4. Autosaving figures
There is no real need to click on a figure and save it manually, and when you are generating more than 2 or 3 figures it can be quite annoying if the code used to generate the figures takes more than a second or so. Pictures can be generated within the code after the figure has finished plotting, with a single file name, at a specified size and in particular file types. MATLAB figures when saved manually only generate to the size of the window, so are often far smaller than needed and can blur when placed into documents.
You can save figures automatically using:
print(filename,filetype)
The filetype I use to include things in \(\LaTeX\) documents is -depsc which is that of a colour .eps file.
To alter the size of the image, this should be placed before the print command.
fig = gcf;
fig.PaperUnits = 'centimeters';
fig.PaperPosition = [0 0 xLength yHeight];
Particularly useful when running an Overleaf document inside of a GitHub repository - figures can auto-update in your document.
5. Autoimporting data
I agree it is important to know how to csvread (or actually the more general version dlmread), but not all csv files or data files are easy to deal with, and often have headers, mixtures of text and numbers and can cause issues when importing.
In the “Home” tab, click on import data and select the file.
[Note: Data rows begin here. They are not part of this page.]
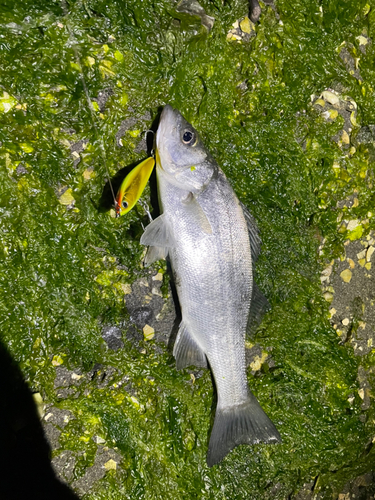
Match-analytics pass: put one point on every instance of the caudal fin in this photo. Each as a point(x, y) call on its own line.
point(242, 424)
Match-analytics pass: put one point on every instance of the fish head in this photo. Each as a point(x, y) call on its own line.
point(180, 153)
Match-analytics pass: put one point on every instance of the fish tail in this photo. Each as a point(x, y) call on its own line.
point(246, 423)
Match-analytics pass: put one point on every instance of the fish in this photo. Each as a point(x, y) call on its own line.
point(133, 186)
point(212, 243)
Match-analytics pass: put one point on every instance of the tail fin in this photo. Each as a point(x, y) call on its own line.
point(242, 424)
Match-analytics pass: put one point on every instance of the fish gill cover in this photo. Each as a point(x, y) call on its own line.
point(287, 108)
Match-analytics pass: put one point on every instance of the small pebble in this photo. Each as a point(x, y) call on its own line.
point(346, 275)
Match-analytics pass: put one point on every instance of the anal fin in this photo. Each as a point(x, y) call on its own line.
point(186, 350)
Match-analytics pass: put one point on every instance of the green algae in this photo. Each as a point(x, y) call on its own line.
point(63, 266)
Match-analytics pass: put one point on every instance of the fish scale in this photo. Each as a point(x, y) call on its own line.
point(204, 231)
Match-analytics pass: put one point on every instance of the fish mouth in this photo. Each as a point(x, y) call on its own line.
point(165, 133)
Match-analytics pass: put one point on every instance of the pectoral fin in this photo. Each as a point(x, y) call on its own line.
point(186, 350)
point(196, 213)
point(157, 234)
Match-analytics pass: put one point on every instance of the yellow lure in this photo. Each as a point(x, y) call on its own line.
point(132, 186)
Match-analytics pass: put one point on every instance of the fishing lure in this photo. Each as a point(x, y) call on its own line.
point(133, 186)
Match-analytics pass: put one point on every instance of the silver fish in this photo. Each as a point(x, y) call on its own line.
point(211, 241)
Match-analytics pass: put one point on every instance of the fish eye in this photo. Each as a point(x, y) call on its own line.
point(188, 138)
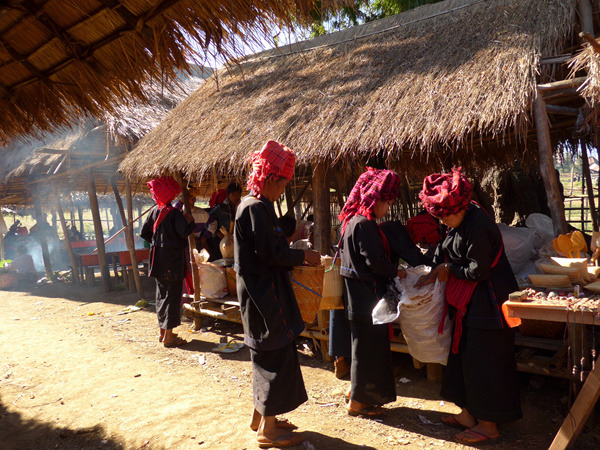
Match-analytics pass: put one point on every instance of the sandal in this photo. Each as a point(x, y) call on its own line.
point(469, 437)
point(175, 343)
point(451, 421)
point(367, 411)
point(286, 424)
point(287, 440)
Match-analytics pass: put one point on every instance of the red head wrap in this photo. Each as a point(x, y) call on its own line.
point(424, 227)
point(446, 193)
point(164, 190)
point(217, 198)
point(274, 159)
point(371, 186)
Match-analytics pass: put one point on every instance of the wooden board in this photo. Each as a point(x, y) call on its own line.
point(553, 313)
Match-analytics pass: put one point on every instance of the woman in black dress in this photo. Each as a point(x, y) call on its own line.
point(270, 313)
point(481, 376)
point(366, 268)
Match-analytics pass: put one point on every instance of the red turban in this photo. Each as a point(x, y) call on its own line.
point(424, 227)
point(446, 193)
point(371, 186)
point(274, 159)
point(164, 190)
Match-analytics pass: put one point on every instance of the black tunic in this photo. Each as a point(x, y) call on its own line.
point(482, 376)
point(366, 270)
point(168, 262)
point(270, 314)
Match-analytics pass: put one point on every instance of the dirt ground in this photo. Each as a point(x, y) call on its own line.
point(75, 374)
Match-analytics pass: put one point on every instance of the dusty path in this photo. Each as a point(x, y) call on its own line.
point(74, 374)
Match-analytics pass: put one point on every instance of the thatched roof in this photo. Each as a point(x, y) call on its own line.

You can then access the data in a MATLAB table or cell array format which preserves text and numerical inputs which are almost always in the same file together. If you click autogenerate code, you can paste this import code into the beginning of your own code, which is far easier than writing your own table import script.
6. Custom axis ticks and font defaults
When writing reports consistency in font is fairly important, and this is something that most people do not bother to do on figures. Whilst the following code is for \(\LaTeX\) font and styles, it is also possible to change to any font installed on your computer.
set(groot, 'defaultAxesTickLabelInterpreter','latex')
set(groot, 'defaultAxesFontSize', 11)
set(groot, 'defaultLegendInterpreter','latex')
set(groot,'defaultTextInterpreter','latex')
set(groot,'DefaultAxesXGrid','on')
set(groot,'DefaultAxesYGrid','on')
7. Add-ins are incredibly useful
Self explanatory but this makes MATLAB extremely versatile. Add-ins make your life easy. Here’s a few I’ve found useful:
-
gramm: emulatesggplot(or grammar of graphics plot) which makes data stand out. Has many more plot options than native MATLAB and really is a must for anything involving data and statistics presentation. -
cbrewer: gives access to more colourmaps that are used in cartography as defined by ColorBrewer (C. Brewer, M. Harrower, Pennsylvania State University). Good for much more striking and customisable colourmaps when displaying data.